What a tragedy. Great to see that little miracle poking its head out though!


----------



## Wild~Touch (Sep 27, 2011)

A tragedy indeed .. everyones worst nightmare

I am sure all Australian Herpetologists will send lots of BIG strong kind thoughts to all concerned


----------



## Morgwynn (Sep 27, 2011)

Oh those poor animals. What a horrific thing to happen. At least they didn't lose the eggs, but everyone involved must be absolutely devastated with the damage.


----------



## Erebos (Sep 27, 2011)

Sorry to here that. 


Cheers Brenton


----------



## Gibblore (Sep 27, 2011)

Lost for words A.T.M. Shocking


----------



## SamNabz (Sep 27, 2011)

So much damage..that's incredibly devastating. Poor things never stood a chance, very sorry to hear.


----------



## Wild~Touch (Sep 27, 2011)

As fellow Reptile Keepers can we offer Pro Exotics (Robyn and Chad) support by offering our positive thoughts to help them through this mortifying ordeal.

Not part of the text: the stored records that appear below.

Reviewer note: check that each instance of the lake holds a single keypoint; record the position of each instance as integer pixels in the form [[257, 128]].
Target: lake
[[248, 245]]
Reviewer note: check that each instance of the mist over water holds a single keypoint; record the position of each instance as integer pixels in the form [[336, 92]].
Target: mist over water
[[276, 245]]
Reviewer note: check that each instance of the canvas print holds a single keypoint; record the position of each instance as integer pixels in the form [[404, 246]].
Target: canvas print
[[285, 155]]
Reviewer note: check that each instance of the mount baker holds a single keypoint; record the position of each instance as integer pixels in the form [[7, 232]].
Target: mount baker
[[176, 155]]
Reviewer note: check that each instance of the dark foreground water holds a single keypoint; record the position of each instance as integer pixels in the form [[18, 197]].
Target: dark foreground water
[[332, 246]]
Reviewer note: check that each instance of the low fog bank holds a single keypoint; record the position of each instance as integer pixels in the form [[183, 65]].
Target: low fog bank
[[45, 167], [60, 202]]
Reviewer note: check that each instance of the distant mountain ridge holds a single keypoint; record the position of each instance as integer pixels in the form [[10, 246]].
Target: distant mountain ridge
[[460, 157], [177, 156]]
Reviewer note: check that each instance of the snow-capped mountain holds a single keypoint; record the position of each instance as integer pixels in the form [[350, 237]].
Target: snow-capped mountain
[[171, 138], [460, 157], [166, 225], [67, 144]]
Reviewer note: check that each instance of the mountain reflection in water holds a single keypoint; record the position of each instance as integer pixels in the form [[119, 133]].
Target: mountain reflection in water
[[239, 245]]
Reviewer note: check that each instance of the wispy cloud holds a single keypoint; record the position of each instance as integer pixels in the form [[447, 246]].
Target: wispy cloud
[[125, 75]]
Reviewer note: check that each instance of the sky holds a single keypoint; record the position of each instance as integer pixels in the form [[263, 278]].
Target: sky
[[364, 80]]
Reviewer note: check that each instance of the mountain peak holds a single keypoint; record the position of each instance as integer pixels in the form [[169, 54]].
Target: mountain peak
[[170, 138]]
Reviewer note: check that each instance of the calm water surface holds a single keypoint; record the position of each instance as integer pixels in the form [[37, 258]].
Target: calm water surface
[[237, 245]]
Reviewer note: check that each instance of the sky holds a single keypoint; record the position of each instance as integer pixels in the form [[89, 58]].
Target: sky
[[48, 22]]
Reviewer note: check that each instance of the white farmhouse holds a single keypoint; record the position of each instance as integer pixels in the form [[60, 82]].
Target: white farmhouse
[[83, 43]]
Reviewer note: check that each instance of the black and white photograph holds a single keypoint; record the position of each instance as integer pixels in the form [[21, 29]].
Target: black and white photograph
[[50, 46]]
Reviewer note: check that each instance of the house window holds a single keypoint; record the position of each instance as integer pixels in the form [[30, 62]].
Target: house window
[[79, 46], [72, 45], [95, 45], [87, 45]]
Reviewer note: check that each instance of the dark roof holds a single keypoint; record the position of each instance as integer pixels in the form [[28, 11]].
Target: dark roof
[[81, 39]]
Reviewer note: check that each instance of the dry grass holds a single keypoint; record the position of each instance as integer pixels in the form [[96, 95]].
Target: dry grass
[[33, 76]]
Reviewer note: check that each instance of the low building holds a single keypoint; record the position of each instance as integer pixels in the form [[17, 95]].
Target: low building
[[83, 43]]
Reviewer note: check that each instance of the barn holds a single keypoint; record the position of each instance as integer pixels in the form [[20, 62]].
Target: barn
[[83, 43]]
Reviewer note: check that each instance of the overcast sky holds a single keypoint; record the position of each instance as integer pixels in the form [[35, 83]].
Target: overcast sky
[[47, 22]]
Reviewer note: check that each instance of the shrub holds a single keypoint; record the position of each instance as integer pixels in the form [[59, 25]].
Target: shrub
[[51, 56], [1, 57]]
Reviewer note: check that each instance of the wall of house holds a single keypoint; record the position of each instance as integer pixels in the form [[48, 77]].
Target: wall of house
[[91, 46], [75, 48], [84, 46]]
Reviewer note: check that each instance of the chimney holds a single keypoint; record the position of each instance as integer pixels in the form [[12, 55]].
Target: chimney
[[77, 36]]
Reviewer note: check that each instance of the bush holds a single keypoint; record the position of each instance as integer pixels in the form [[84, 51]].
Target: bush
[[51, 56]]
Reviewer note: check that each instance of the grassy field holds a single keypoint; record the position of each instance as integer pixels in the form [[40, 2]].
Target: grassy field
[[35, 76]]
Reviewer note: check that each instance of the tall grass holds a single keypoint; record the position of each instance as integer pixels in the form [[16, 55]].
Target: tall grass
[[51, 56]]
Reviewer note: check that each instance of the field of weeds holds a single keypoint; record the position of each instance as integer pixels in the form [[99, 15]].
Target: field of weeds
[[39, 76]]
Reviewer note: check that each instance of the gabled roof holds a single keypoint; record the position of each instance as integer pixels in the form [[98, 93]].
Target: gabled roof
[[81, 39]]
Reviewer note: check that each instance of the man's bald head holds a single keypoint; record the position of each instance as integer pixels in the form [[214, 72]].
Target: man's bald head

Just let them know people from Down Under really care and share their pain

Rest if you must Pro Exotics but don't quit - Australia cares


----------



## traceylee (Sep 27, 2011)

I saw the photos from this on another thread started earlier today also. They near made me cry 
How truly horrible for them.


----------



## Royziee (Sep 27, 2011)

One surviver boa, a few ratsnakes and some incubating eggs are still ok


----------



## euphorion (Sep 27, 2011)

Ugh, that's just beyond comprehension. Such loss!


----------